Griffin said his relationships with many of the current justices would help him hit the ground running if he wins election to the seat. He counts Chief Justice Paul Newby as a longtime supporter.
“The Chief Justice has been a good friend and mentor for a long time back from my days when I moved to Raleigh and was an assistant DA in Wake County,” he said.
He also shared two years on the Court of Appeals with Justice Richard Dietz and said he already had good relationships with Justices Trey Allen, Tamara Barringer and Phil Berger Jr., who he highlighted as sharing his background working previously as prosecutors.

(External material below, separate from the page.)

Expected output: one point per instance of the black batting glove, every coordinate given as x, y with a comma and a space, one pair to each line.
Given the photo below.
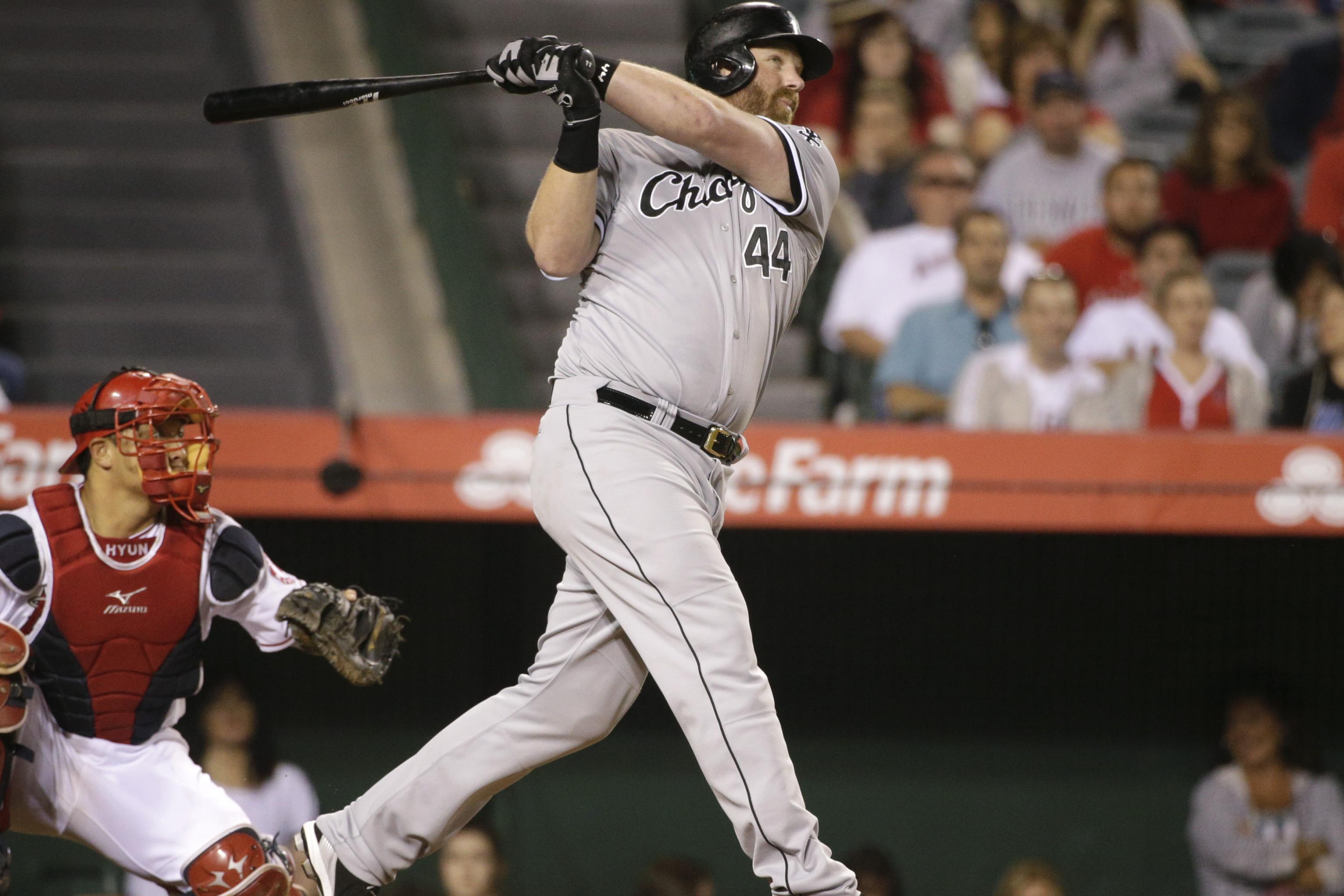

In past election cycles Griffin has been taken off the campaign trail for his long-running military service. His wife, Kayte, has stepped in for him in candidate forums and appearances. At that time Griffin was in Kuwait, Iraq and Jordan with the Army National Guard. Despite the challenge of campaigning and serving, he wouldn’t have it any other way.
“I love my military service. I think it’s an honor and a privilege to serve. It’s very rewarding,” he said, adding that he doesn’t expect he’ll have to leave if elected to the Supreme Court.
“I anticipate we’ll be able to continue service there and in the judiciary,” he said.
Focusing back on the campaign side, he said he had respect for outgoing Justice Mike Morgan, who is eyeing a run for governor. Morgan said earlier this year he would not run for a second term on the Supreme Court, making the 2024 race an open seat for both parties.
No matter who he ends up running against, Griffin said philosophy of judicial restraint and being consistent is what he’s sharing with voters. He cited two U.S. Supreme Justices: Clarence Thomas and Neil Gorsuch as those he aligns with for his approach.
“I’ve always been a fan of Clarence Thomas’s judicial philosophy. He’s always consistent. More recently, (Neil) Gorsuch is starting to develop a body of work. I respect his view of originalism. He is faithful to that philosophy even if in certain cases, it doesn’t yield the outcome he may want, right? But I think he is consistent, and that’s what we should be as judges, consistent in how we interpret the law,” Griffin said.